India is fast catching up on childhood obesity. As a nation, we connect every occasion to something sweet. Be it a birthday, anniversary, child related ceremony, child’s graduation, or festivals etc., sweets are an unsaid part of the menu, like an emotional attachment. Most parents don’t even know how much sugar goes into their child’s daily diet. Read on to discover the frightening facts of sugar and strategies to tackle the sweet tooth in each one of us.
Did you know??
- Most products claiming to be “low fat” are hidden with enormous amounts of sugar and we fall prey to those marketing gimmicks. Sugar lurks in most processed foods, ketchup, breakfast cereals, bread, ready to eat foods, and the so called “health drinks”.
- Nutrition labels might not always explicitly read “sugar”. Instead of words like fructose, HFCS (high fructose corn syrup), agave nectar, evaporated cane juice, honey, brown sugar, corn syrup, dextrose, fruit juice concentrates, lactose, maltose, malt syrup, molasses, syrup and sucrose are the concealed names with which sugar is labelled in a product. Hopefully, after reading this, you will be able to spot the culprits.
- Sugar provides energy to the bad bacteria in the mouth, leading to decaying or cavity filled teeth making it necessary to have frequent visits to the dentist. Another fact worth remembering is that the child’s permanent set of teeth are already formed and lies within the gums. It just emerges later on. So for all the parents out there thinking, “Let the milk tooth fall off, I will take care of my child’s dental health once his permanent teeth come out”, you are highly mistaken.
- In fact, sugar does not even have a place in the food pyramid. This clearly tells you that sugar offers absolutely NO HEALTH BENEFITS. It’s just empty calories with no nutritional significance. All the more reason why we should eliminate it from our child’s and our diet! In addition to just sugar, children also ingest artificial flavour and colours in their lolly-pops, cake icings, jellies. Make sure not to exceed 2-3 tsp of sugar in your child’s diet, i.e., 15 g per day.

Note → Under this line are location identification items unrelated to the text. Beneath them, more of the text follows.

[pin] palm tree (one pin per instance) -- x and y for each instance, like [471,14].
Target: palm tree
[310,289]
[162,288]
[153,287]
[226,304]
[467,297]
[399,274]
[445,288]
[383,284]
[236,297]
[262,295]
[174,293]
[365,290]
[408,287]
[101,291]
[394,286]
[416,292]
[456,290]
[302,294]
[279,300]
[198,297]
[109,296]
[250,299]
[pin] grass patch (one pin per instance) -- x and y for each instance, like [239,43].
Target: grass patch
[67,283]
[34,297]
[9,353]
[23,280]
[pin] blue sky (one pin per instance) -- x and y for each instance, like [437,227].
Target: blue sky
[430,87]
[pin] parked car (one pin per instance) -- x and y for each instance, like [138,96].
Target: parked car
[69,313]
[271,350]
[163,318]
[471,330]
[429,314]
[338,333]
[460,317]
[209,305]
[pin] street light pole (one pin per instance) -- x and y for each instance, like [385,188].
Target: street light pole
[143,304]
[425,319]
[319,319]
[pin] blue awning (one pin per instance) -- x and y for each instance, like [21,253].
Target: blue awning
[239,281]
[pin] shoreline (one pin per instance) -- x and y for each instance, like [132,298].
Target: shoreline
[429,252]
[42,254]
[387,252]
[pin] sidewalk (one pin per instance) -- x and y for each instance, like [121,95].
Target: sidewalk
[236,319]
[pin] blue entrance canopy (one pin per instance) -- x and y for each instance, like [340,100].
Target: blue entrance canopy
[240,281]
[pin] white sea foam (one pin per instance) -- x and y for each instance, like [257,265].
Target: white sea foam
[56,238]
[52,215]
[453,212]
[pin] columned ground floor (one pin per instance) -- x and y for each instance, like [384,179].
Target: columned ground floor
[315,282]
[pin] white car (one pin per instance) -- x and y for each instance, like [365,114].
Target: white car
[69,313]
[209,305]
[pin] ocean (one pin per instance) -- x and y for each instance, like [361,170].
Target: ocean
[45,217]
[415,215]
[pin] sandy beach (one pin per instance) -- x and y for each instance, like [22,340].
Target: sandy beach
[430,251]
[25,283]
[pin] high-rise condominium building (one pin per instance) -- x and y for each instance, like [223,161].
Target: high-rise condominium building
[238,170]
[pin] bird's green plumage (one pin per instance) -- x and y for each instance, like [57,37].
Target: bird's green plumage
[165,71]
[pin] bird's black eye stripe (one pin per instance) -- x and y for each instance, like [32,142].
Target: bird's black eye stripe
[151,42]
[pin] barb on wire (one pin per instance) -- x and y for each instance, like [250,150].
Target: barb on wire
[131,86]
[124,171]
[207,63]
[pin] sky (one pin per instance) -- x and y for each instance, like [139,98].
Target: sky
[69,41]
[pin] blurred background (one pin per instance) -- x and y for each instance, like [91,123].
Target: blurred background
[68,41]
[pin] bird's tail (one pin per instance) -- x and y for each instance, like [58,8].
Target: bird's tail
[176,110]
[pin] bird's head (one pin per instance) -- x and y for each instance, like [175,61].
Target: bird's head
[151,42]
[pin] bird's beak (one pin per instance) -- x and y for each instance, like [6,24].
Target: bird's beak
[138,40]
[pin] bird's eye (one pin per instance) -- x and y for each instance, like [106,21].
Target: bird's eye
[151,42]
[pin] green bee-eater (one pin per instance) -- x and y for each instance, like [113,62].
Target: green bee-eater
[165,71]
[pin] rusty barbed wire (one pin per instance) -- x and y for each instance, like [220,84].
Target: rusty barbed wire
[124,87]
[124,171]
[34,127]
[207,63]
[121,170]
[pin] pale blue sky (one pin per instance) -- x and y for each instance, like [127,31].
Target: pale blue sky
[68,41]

- Sugar is also the leading contributor to childhood obesity and insulin resistance, leading to type 2 diabetes among children! It affects behaviour and learning. Since sugar provides pure energy, it can lead to nutrient deficiencies which inhibit adequate growth and concentration. Sugar overload will prevent the taste buds from maturing and children will be more hesitant to try other tastes, such as bitter or sour.
- Any form of sugar is harmful. Jaggery, palm sugar, honey, might claim to have health and weight loss benefits, which are not entirely true since it still provides calories and very little iron or antioxidants. While it’s alright to substitute these in place of sugar, don’t exceed the recommended intake amounts – 15g per day.
“Satisfying the Sweet Tooth” hacks
While it’s very difficult to eliminate sugar from our diet overnight, here are a few tips for sugar de-addiction.
- Opt for natural sources of sugar like fruits and dried fruits. Whenever your child craves for sugar, give him raisins, prunes, dates, or other fresh fruits that are naturally sweet. Make porridges with apple puree for the sweetness.
- DO NOT introduce sugar to the child while weaning. Sugar is not an essential part of any child’s diet. Make sure that there is absolutely no added sugar in your child’s diet until he is one year. But because it’s impossible to continue bringing him up the same way, we need to limit the frequency and quantity of sweets given to him and let his taste buds develop naturally. He will slowly learn to accept all tastes and will be willing to try a variety of foods.
- While introducing cow’s milk to the child, make sure it is plain white milk and no added sugar or malted beverages. Let the child’s taste buds get accustomed to naturally tasting milk.
- Fresh fruit juices made at home without added sugar, and consumed immediately are healthier than packaged juices, which contains way more sugar than your child’s body can process.
- Switch to dark. Dark chocolate in place of milk or white chocolate is certainly a healthier option, but make sure to go stingy with the portion sizes.
So with this information in mind, let’s make our homes free from the sugar monster and preserve the beautiful white toothed smile on our children’s faces!